Vision and the ability to differentiate between colors in the spectrum are extremely essential in order to meet day-to-day chores of life. Human eye contains two specialized kinds of photoreceptor cells namely rods and cones that actively participate in regulating these activities. Any abnormalities or errors in these cells can result in the individual being unable to identify colors, a medical condition better known as color blindness or color vision defect.
Abnormalities in the color vision can occur either due to genetic disorder or acquired.
Genetic defects or inherited disorders are primarily as a result of mutated genes. Inherited color vision defect is primarily an X-linked disorder that is mostly prevalent in males. This is because males have only one single X-chromosome while females carry two sets of X-chromosomes.
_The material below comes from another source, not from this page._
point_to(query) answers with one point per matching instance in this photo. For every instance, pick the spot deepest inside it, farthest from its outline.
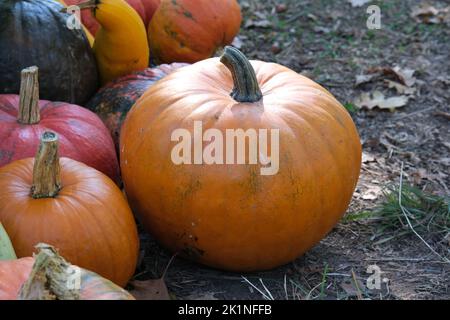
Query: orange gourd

Hence, if the X-chromosome transferred to the male contains mutations that can cause color blindness, the child is definitely going to suffer from the disease. In case of females, chances of both the chromosomes carrying mutations are practically negligible. There are three different types of inherited color vision defects; namely monochromacy, dichromacy and anamolous trichromacy.
There are different reasons due to which a person can acquire color blindness and color vision defects. Some of these include any disease in the eye, injury to the retina, ageing, injury to the optic nerve, damage to the brain, damage caused due to excessive exposure to UV radiation or even as a result of side effects of certain medications.
Defects in the color vision were first identified and reported in 1798 by John Dalton, an English chemist. As a result, these diseases are sometimes referred to Daltonism. Today, detection and diagnosis of color blindness is extremely simple and easy. There are certain specialized color vision tests such as pseudoisochromatic plate tests and arrangement tests that are routinely used to screen for inherited color blindness disorders.